New Rule Proposal, If Finalized, Will Likely Face a Legal Challenge

WASHINGTON, D.C. – Today, the Consumer Financial Protection Bureau (CFPB) under the leadership of new director Kathy Kraninger has proposed to largely repeal a common-sense rule that was scheduled to go into effect later this year that would impose limits on payday lenders that entrap borrowers in unaffordable loans.

“The CFPB has proposed to eviscerate protections against predatory lending by cutting out the heart of the payday rule, which requires that lenders only make loans that borrowers have the ability to repay without re-borrowing,” said Lauren Saunders, associate director of the National Consumer Law Center (NCLC). “Payday lenders have a predatory business model where they profit while families are plunged into an unaffordable debt trap of loans at rates that reach 400% APR or higher.”

“The sudden reversal by the CFPB, which is charged with protecting consumers, flies in the face of extensive evidence of the harm of payday loans.
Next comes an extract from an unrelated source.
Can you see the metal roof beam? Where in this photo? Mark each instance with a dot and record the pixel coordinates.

The agency’s proposal is arbitrary and capricious and will certainly face a legal challenge if it is finalized,” Saunders added.

The original 2017 payday rule, scheduled to go into effect in August of 2019, was adopted after more than five years of extensive study, data collection, and public feedback. Congress refused to roll back the rule in May 2018, one of the few resolutions brought under the Congressional Review Act that did not advance.
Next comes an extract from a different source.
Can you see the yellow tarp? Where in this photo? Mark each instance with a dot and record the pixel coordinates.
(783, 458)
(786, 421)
The public overwhelmingly supports reform of the payday loan industry. A survey shows that 73% of Americans support requiring payday lenders to check a borrower’s ability to pay before lending money and over 70% of both Democrats and Republicans supported the Consumer Bureau rule. Payday loans are illegal in 16 states and the District of Columbia.
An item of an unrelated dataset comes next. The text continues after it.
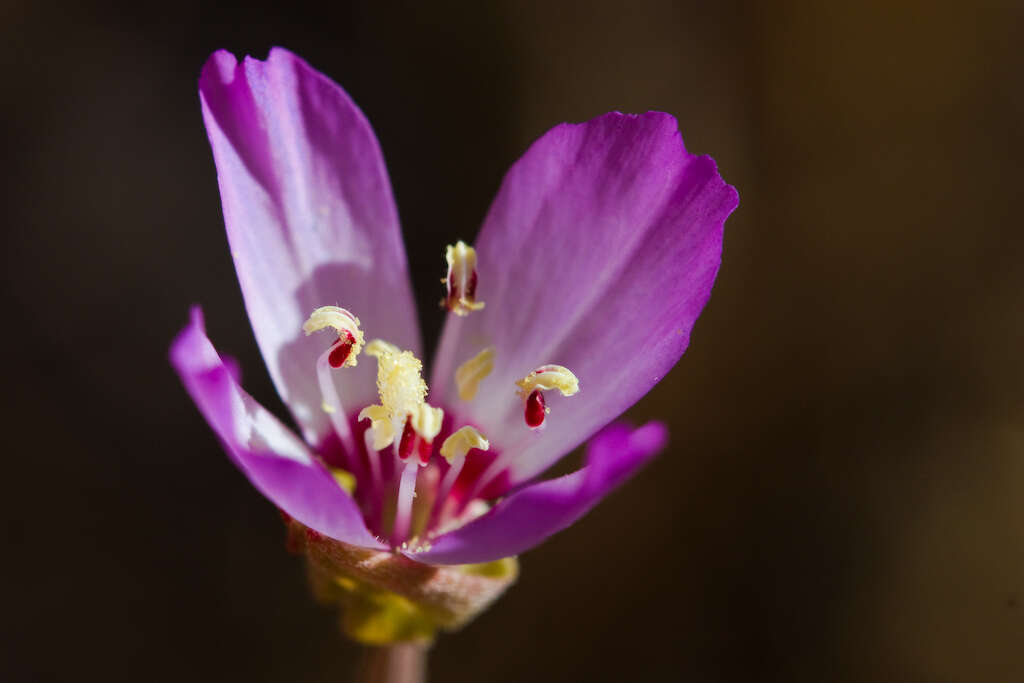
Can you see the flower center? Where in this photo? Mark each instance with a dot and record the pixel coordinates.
(408, 496)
“Voters of all stripes, such as those in Colorado last year and South Dakota in 2016, overwhelmingly vote to cap interest rates at 36% or less whenever they get the chance,” Saunders noted. “The public should tell the CFPB loudly and clearly to abandon this gift to payday loan predators.”

The deadline to comment on the CFPB’s proposal will be three months after it appears in the Federal Register.